My detox yesterday helped immensely. My stomach has returned to normal today after loading it with a mish-mosh of foods on Father’s Day. It all started with breakfast. I woke up and immediately began drinking water. This is extremely important when trying to flush out your body. I filled up my water bottle about three times yesterday morning. It is also important to start your day off on the right note—meaning breakfast. I needed fuel for my day, but something that would not upset my already-bloated stomach. I decided on a Green Detox Smoothie.
♦ 1 cup organic baby spinach
♦ 1 small banana
♦ 8 oz. brewed green tea
♦ 1 scoop Vega Smoothie Tropical Blend
♦ ½ cup ice
Blend all ingredients together.
E N J O Y
This smoothie was delicious! It made me feel energized while not burdening my digestive system.
The remainder of my day was just as successful. I snacked on carrots, celery, a granny smith apple, and some cantaloupe throughout the day to stay fueled up for my workout that day.
For dinner, I had a beautiful summer salad consisting of: more organic baby spinach (yum!), organic strawberries (quartered), one avocado, raw natural almonds (halved), and a sprinkle of feta cheese. I had the dressing on the side which was a total improvisation made up of: walnut oil, white rice vinegar, and lemon juice.
After dinner, I went to the gym and had a GREAT session! I thought all was going well until my mind started to wander as I settled in for the night. Those times when I start to think too much and reality hits me.

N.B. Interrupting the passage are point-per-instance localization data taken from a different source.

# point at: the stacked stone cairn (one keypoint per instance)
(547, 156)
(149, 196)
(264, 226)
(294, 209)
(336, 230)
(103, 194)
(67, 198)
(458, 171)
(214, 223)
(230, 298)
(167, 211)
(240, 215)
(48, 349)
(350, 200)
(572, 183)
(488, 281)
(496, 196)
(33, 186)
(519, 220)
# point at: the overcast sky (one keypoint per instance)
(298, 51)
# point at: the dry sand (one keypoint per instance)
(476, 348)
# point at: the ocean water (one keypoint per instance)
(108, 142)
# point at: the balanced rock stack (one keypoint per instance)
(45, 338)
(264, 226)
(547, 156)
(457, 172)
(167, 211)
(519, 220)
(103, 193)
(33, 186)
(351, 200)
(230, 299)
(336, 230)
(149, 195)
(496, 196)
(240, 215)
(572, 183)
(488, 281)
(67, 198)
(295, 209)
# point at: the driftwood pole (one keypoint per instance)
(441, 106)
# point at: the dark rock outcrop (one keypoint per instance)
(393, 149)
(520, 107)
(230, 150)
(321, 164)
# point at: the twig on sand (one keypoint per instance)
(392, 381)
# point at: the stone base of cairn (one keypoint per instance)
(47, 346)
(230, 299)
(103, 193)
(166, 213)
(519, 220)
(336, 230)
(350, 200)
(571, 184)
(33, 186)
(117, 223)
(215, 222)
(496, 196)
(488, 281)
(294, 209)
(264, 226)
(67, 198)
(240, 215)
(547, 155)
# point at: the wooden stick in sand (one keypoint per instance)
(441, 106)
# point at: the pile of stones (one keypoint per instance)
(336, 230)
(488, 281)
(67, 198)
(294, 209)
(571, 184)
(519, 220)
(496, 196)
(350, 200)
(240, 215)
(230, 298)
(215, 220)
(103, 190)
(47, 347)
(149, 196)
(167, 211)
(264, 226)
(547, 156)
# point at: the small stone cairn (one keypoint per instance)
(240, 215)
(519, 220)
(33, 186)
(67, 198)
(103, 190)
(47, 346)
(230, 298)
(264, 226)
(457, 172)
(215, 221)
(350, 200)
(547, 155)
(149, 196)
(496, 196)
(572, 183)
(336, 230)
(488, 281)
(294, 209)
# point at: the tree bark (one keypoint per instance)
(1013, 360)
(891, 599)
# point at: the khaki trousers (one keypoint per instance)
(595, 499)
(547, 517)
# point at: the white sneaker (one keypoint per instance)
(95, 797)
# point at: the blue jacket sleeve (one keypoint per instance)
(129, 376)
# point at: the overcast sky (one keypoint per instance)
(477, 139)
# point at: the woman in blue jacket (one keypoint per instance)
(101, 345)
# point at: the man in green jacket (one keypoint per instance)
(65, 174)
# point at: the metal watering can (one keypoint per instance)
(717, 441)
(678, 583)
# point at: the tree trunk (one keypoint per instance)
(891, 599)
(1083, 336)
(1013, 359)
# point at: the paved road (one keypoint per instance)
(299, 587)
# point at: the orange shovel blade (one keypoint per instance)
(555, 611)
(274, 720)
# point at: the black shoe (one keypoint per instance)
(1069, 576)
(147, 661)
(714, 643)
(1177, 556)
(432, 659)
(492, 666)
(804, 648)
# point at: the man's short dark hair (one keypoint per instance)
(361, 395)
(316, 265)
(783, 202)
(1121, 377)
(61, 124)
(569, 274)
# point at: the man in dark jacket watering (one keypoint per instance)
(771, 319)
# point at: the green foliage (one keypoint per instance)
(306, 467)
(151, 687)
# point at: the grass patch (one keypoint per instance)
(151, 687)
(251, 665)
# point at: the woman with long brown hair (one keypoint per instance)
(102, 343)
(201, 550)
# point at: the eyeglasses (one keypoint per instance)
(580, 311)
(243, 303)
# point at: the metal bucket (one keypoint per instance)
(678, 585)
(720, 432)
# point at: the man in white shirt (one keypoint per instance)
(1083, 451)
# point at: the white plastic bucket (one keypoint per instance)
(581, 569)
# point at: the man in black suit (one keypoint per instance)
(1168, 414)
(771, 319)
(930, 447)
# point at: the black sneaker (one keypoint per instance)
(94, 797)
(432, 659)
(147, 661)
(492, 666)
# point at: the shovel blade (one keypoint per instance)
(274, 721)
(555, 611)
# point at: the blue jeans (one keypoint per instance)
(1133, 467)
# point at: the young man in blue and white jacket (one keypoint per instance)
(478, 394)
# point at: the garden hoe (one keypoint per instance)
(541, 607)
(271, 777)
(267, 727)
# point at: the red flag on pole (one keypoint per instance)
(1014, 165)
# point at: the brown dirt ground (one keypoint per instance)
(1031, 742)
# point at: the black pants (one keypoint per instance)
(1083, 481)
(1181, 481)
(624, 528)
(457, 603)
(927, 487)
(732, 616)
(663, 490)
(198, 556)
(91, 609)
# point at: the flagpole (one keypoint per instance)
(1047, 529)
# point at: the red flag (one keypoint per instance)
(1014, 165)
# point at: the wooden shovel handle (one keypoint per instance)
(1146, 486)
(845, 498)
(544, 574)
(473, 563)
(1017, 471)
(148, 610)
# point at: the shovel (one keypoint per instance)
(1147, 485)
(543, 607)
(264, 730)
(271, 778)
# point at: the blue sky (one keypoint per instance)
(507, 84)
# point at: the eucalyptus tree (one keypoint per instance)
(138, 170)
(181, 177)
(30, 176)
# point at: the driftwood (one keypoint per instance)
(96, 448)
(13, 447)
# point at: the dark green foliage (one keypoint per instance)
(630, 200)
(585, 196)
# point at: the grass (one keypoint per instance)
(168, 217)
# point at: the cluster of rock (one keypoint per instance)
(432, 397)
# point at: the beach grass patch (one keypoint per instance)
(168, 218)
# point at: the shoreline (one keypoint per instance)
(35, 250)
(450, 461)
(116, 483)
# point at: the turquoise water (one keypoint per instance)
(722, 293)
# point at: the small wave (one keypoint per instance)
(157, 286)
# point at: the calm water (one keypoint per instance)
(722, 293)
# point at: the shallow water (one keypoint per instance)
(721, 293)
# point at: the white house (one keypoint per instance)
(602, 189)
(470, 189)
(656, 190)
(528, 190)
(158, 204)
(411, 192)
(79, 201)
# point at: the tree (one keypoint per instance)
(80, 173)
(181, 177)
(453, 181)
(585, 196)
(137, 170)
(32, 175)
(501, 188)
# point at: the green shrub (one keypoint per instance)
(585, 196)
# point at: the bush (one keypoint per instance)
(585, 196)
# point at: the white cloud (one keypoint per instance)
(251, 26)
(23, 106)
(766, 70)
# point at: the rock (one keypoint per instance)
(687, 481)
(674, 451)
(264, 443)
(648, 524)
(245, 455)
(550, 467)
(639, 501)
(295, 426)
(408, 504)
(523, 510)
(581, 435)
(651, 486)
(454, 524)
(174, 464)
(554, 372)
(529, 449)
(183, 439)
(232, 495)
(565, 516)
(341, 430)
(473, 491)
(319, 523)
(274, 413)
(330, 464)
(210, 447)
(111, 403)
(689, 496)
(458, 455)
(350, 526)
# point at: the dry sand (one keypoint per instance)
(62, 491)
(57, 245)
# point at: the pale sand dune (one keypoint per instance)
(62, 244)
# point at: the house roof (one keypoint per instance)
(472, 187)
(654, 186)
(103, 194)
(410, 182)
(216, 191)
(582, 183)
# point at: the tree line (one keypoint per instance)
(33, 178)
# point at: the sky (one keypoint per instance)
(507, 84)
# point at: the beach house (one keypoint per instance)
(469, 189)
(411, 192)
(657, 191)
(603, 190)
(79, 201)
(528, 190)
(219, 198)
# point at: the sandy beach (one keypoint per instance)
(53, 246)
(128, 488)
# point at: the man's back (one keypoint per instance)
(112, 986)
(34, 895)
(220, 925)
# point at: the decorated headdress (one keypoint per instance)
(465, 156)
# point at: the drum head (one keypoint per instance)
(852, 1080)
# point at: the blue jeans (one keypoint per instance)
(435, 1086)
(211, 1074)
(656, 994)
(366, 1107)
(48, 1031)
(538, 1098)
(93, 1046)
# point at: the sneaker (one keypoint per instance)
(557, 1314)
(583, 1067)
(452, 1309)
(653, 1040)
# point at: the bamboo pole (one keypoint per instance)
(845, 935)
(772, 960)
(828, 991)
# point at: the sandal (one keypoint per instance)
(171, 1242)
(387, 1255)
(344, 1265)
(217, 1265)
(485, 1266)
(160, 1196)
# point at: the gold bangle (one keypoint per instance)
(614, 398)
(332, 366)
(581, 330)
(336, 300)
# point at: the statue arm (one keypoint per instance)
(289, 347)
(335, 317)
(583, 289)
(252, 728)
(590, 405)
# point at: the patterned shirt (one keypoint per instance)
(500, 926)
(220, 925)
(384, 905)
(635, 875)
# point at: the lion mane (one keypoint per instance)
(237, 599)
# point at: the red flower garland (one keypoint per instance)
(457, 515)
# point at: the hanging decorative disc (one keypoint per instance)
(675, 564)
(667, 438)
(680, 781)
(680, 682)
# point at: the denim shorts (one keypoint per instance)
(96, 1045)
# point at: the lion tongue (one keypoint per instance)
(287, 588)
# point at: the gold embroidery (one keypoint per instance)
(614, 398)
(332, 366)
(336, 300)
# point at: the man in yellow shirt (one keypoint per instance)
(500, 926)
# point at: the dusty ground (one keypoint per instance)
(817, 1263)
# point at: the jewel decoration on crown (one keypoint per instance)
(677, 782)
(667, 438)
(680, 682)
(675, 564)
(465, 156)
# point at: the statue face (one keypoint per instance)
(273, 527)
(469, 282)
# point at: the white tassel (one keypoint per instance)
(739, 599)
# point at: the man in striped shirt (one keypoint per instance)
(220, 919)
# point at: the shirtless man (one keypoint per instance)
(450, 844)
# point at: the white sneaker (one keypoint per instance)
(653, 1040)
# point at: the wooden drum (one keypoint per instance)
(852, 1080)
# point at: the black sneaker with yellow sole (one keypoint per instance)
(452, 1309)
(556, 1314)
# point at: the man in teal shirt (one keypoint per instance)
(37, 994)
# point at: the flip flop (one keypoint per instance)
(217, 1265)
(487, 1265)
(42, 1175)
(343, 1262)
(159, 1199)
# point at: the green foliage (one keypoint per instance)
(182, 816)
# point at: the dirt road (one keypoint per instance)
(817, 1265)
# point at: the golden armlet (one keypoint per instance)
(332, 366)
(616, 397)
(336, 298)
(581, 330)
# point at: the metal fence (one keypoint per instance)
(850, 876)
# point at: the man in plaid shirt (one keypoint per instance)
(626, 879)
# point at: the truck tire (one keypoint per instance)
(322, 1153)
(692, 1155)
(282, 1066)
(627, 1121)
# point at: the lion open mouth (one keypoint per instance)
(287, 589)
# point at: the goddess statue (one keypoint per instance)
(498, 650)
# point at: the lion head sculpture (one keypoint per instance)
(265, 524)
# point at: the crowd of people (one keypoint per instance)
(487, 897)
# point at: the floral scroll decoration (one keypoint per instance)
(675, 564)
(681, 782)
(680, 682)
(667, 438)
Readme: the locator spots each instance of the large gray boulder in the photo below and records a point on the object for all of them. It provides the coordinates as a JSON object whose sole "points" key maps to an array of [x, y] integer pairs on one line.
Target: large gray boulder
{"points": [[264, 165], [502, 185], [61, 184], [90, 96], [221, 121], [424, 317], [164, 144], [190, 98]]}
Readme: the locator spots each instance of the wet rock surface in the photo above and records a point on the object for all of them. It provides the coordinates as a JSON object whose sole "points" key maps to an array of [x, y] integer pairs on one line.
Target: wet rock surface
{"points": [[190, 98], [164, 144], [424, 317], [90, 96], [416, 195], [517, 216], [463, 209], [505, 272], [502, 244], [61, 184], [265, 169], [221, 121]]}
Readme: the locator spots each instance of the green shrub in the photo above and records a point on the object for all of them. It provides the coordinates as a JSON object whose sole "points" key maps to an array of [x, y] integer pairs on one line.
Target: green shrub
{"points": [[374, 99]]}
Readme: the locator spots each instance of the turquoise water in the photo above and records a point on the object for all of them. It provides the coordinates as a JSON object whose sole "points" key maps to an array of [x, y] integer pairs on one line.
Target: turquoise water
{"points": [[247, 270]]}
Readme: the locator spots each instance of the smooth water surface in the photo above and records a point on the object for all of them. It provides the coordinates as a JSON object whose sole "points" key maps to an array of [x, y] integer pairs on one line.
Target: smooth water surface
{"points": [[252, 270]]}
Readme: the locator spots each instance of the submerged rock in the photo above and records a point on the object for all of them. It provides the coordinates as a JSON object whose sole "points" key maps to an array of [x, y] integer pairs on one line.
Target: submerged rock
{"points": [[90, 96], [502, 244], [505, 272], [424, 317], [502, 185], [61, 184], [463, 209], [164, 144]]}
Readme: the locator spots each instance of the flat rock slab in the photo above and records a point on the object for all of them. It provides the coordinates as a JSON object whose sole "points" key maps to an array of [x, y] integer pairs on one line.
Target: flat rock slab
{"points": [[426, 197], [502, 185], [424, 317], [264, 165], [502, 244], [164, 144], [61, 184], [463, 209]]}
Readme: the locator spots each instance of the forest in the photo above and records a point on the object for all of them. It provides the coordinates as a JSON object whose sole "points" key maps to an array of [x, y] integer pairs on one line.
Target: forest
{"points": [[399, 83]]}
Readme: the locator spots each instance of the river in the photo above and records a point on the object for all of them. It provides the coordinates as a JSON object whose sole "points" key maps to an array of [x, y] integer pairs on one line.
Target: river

I thought a lot about Jessi last night. It all started when I saw something on Pinterest and I got the urge to text her to tell her about it. Why does my mind do this to me? The painful realization that everything is all too real. I would call this one of my occurring “sneak attacks,” but I brought it on myself with just minor things I remember about Jessi that I do not want to forget. Like how much we suffered from “separation anxiety” last summer and we would cope by texting each other out-of-the-blue. It was as if the time that elapsed in between those moments was never there and we just picked right back up where we left off. I remember her telling me about her trip to Georgia last summer and how she went to Paula Dean’s restaurant. I feel we were way too excited for teenagers about this, but she knew I would appreciate it with her—and I did. I was quite jealous that she got to embark on the butter queen (as we refereed to her)’s entrées. Or when she told me about her latest crafting endeavor: she made a maxi skirt and it was über cute.
This summer is different though; I am lacking these small texts and it makes all the difference in the world… I miss receiving those small rays of sunshine. I miss her. It is difficult being so far away and trying to cope with reality because I never associated Houston with Jessi. It is too easy just to think that I will get to see her when I go back to school and that I just said goodbye for the summer like last year. I think back to our blooming plan for her to fly down and visit me in Houston this summer. I was so excited that I would get to share my past with my best friend. The place where I grew up and shaped who I am now. She was excited by the idea as well because I had spent time in her hometown and with her family already. I guess now, she knows everything about me, and that she is looking down and gets to experience Houston in a way that I cannot even fathom.
It is comforting for me to think this. I do not need a text from her I guess because she is always with me now, as she is with all of her friends and family. And that, is better than a mere text I would say. I am learning these things though. I guess that is part of my journey. With all of my “sneak attacks” and memories, I just grow stronger. I am learning to turn the sadness I feel when I remember Jessi into something more joyous like those small rays of sunshine that she often brought to my life.